A valle dei tragici eventi della notte del 14 luglio scorso a Nizza, come spesso accade, l’industria assicurativa è tornata a ragionare sul ruolo da giocare in un panorama economico e politico sempre più instabile. Da un report di JLT è emerso che il mercato sta rispondendo solo in parte alle esigenze dei suoi clienti, sia in termini economici che di adeguatezza delle coperture. Per portare un esempio, gli attacchi a Parigi del novembre 2015 hanno causato danni stimati tra i 9 e i 12 miliardi di dollari, ma solo una minima parte sarà garantita dagli assicuratori.

Purtroppo, infatti, non è semplice muoversi su un terreno così accidentato, nel quale le modalità operative dei terroristi sono altamente complesse da decifrare. Dagli automezzi carichi di esplosivo degli anni ’90 si è passati ad attacchi in spazi aperti con il chiaro obiettivo di colpire il maggior numero di vittime possibile.

Facendo un breve excursus storico, dal 2011 c’è stata un’impennata dei casi di terrorismo nel mondo. Con ripercussioni dirette sui costi sostenuti dagli assicuratori e dai riassicuratori, tanto che i risarcimenti complessivi per tutto l’anno 2014 hanno superato quelli del 2001, anno caratterizzato dal solo evento dell’11 settembre.

Come ridisegnare le coperture, quindi, per coprire al meglio i danni subiti dagli assicurati? Tradizionalmente, l’obiettivo delle polizze era risarcire danni, sì catastrofali, ma del ramo property. Attualmente, invece, si stanno verificando eventi che coinvolgono sempre più vite umane. Bisogna inoltre considerare attentamente tutti i rischi legati alla business interruption conseguente ad attacchi terroristici. Si pensi alle bombe durante la maratona di Boston del 2014: la città rimase paralizzata per più di tre giorni, con pesanti conseguenze sull’economia delle aziende coinvolte dall’evento, anche indirettamente.

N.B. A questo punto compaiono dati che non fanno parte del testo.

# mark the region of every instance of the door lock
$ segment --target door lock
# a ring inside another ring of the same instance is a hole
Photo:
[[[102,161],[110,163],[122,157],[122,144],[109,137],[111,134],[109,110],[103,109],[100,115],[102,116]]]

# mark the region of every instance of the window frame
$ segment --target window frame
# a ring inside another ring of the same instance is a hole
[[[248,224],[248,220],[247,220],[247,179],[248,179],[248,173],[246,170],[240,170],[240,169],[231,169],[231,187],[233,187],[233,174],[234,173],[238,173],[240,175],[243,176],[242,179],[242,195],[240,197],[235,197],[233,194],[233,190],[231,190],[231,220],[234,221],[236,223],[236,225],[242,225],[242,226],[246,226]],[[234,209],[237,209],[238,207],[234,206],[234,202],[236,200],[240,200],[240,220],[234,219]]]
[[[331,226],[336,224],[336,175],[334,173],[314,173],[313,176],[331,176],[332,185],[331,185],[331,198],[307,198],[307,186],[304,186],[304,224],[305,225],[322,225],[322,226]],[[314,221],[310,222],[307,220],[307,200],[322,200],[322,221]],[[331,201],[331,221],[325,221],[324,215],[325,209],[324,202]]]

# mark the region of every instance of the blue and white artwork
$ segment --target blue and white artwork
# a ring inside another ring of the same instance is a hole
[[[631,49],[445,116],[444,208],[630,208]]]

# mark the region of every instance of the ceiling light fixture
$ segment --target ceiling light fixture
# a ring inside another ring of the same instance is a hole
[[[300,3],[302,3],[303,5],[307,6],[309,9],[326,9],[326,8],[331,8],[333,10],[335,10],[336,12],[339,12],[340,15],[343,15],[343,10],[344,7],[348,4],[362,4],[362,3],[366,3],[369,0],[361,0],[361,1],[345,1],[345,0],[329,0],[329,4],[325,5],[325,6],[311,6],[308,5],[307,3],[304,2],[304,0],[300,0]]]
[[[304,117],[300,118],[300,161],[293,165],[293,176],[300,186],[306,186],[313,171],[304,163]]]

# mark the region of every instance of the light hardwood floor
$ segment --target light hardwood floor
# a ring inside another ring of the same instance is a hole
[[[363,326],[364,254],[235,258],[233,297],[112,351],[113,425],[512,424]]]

La soluzione che emerge dal documento di JLT sarebbe quella di una completa rivisitazione dei pacchetti assicurativi, con l’obiettivo di coprire un’ampia gamma di rischi legati al terrorismo: una sorta di all risks per comprendere danni materiali e diretti, danni chimici, biologici, da radiazioni, danni da interruzione d’attività, danni alle infrastrutture tecnologiche (vedasi cyber crime), danni cosiddetti reputazionali; e infine i danni alle persone.

Purtroppo siamo ancora lontani da soluzioni del genere, ma il mercato si sta muovendo, per lo meno, verso la definizione di coperture che possano fungere da elementi complementari a quanto già offerto. O ancora, venendo incontro alle esigenze specifiche dei clienti con coperture più ampie (e più semplici) di quelle standard.

Per soluzioni di maggior impatto, però, sarà sicuramente necessaria la collaborazione tra le compagnie di mercato e i pool di riassicurazione: le prime dovranno offrire prodotti compatibili con i rischi “moderni”, i secondi entrare in campo nei momenti nei quali le catastrofi portate dal terrorismo rischiano di colpire in modo sistemico l’industria assicurativa.